The construction of the original late Gothic core of Palazzo Traversa, dates back to  the middle of the 15th century, it  is traditionally attributed to a branch of the noble Malabaila family of Asti who moved to Bra, which would later succeed the Operti and Albrione.
The building is reproduced for the first time (1666) in the engraving of the Theatrum Sabaudiae that represents the city of Bra; later modifications and enlargements are found in the land registers of 1760 and 1811 and in a plan of the city of Bra in 1893. The tower above the corner of the boundary wall was added at the end of the nineteenth century by the initiative of Don Giacomo Traversa, then owner of the building.

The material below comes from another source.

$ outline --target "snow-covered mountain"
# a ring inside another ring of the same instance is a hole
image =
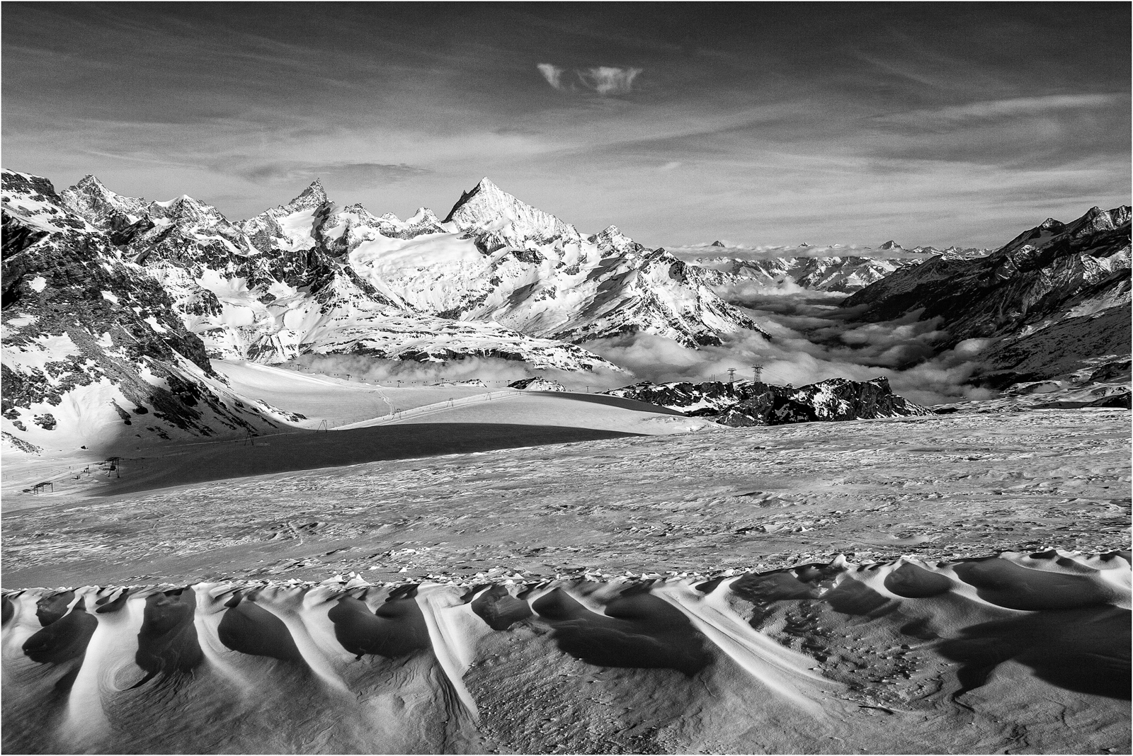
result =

In 1935 the palace was donated to the City of Bra specifying that it was bound to be a museum and for this purpose it was subjected to radical restoration in the 1980s.
The brick façade features three rows of double lancet windows, surrounded by terracotta tiles in the first two floors and in the last one by a white plaster frame marked  by ribbons at the height of the window sills.
In the southern façade there is a sundial, which was fresco painted in 1842.
On the eastern part on the inner courtyard there are three orders of galleries: large  round arches in plastered masonry on the main floor,  brick columns on the second floor , which support the wooden structures of the surviving balcony on the last floor.
Inside the palace we can see the coffered ceilings in the hall of the main floor and in some of the rooms. The frescoed coat of arms of the Albrione family can still be seen in the porch on the main floor, whereas in the decorative band  under the existing wooden ceiling of the living room on the second floor the  coats of arms of the Brizio, Malabaila and Pasero families are painted.